An analysis on pharmacokinetics of oral supplementation (4 g) in 8 healthy adults showed a baseline taurine content in a range of 30 μmol to 60 μmol. Plasma content increased to approximately 500 μmol 1.5 h after taurine intake. Plasma content subsequently decreased to baseline level 6.5 h after intake.

We discuss antioxidant action of taurine, particularly in relation to maintenance of mitochondria function. We describe human studies on taurine supplementation in several mitochondria-associated pathologies.”

https://www.mdpi.com/1420-3049/26/16/4913/html “The Role of Taurine in Mitochondria Health: More Than Just an Antioxidant”

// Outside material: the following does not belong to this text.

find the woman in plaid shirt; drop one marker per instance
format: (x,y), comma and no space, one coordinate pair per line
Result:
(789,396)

I take a gram of taurine at breakfast and at dinner along with other supplements and 3-day-old Avena sativa oat sprouts. Don’t think my other foods’ combined taurine contents are more than one gram, because none are found in various top ten taurine-containing food lists.

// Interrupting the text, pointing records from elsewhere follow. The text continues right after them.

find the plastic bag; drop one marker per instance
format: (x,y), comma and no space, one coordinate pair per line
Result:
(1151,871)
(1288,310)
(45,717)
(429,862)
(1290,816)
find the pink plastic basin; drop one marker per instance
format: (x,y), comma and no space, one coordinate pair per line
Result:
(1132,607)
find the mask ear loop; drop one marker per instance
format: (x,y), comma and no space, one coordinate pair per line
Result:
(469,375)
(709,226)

As a reminder, your mitochondria came from your mother, except in rare cases.

Prevent your brain from shrinking

My 800th curation is a 2021 human diet and lifestyle study:

“Brain atrophy is correlated with risk of cognitive impairment, functional decline, and dementia. This study (a) examines the statistical association between brain volume (BV) and age for Tsimane, and (b) compares this association to that of 3 industrialized populations in the United States and Europe.

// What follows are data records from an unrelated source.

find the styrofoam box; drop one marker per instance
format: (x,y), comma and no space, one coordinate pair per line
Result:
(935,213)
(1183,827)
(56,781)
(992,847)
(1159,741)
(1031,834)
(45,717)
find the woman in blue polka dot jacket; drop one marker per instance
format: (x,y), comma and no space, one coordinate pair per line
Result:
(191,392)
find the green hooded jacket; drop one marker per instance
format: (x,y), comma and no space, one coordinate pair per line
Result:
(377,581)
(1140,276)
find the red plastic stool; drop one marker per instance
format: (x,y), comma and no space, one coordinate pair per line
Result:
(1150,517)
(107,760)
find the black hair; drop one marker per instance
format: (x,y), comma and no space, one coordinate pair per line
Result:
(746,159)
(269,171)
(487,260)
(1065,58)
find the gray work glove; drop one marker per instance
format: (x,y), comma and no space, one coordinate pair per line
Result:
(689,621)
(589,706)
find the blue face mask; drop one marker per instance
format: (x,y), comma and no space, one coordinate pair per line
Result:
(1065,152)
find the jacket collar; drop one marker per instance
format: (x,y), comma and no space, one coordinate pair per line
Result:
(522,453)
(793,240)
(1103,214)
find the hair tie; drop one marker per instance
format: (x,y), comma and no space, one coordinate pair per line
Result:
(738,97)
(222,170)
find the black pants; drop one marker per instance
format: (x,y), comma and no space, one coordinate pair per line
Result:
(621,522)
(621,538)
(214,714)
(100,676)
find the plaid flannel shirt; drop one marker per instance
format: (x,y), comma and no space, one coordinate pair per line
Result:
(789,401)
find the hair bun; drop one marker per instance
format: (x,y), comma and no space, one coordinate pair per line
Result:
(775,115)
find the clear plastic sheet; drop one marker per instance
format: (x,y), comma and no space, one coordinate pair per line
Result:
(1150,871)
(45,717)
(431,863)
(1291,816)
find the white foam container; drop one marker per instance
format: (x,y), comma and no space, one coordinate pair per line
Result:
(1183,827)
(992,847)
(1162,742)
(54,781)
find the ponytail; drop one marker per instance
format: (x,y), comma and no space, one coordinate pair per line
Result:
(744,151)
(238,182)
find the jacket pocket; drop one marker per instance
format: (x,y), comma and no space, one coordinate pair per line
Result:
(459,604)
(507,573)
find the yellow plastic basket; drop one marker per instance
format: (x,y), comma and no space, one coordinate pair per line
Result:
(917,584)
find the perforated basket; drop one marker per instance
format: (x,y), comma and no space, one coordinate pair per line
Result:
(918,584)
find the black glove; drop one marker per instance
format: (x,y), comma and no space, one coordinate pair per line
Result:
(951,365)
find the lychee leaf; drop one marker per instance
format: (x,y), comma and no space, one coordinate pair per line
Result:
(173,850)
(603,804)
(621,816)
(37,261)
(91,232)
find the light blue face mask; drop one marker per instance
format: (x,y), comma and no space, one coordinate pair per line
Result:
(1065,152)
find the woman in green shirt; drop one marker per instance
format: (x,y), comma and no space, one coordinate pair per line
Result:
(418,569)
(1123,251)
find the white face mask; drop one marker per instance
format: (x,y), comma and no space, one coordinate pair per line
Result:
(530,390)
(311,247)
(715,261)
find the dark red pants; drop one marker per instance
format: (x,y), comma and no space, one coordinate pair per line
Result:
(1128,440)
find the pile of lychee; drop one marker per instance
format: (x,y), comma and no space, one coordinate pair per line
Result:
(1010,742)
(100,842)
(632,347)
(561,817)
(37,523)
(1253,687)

Tsimane forager-horticulturists of Bolivia have the lowest prevalence of coronary atherosclerosis of any studied population, and present few cardiovascular disease (CVD) risk factors. They have a high burden of infections and inflammation, reflected by biomarkers of chronic immune activation, including higher leukocytes counts, faster erythrocyte sedimentation rates, and higher levels of C-reactive protein, interleukin-6, and immunoglobulin-E than in Americans of all ages.

The Tsimane have endemic polyparasitism involving helminths and frequent gastrointestinal illness. Most morbidity and mortality in this population is due to infections.

brain volume

The Tsimane exhibit smaller age-related BV declines relative to industrialized populations, suggesting that their low CVD burden outweighs their high, infection-driven inflammatory risk. If:

  1. Cross-sectional data (which we believe are population-representative of Tsimane adults aged 40 and older) represent well the average life course of individuals; and
  2. The Tsimane are representative of the baseline case prior to urbanization;

these results suggest a ~70% increase in the rates of age-dependent BV decrease accompanying industrialized lifestyles.

Despite its limitations, this study suggests:

  • Brain atrophy may be slowed substantially by lifestyles associated with very low CVD risk; and
  • There is ample scope for interventions to improve brain health, even in the presence of chronically high systemic inflammation.

Lastly, the slow rate of age-dependent BV decrease in the Tsimane raises new questions about dementia, given the role of both infections and vascular factors in dementia risk.”

https://gurven.anth.ucsb.edu/sites/default/files/sitefiles/papers/irimiaetal2021.pdf “The indigenous South American Tsimane exhibit relatively modest decrease in brain volume with age despite high systemic inflammation”


I came across this study by its citation in Dr. Paul Clayton’s 2021 blog post We’ve got to get ourselves back to the garden.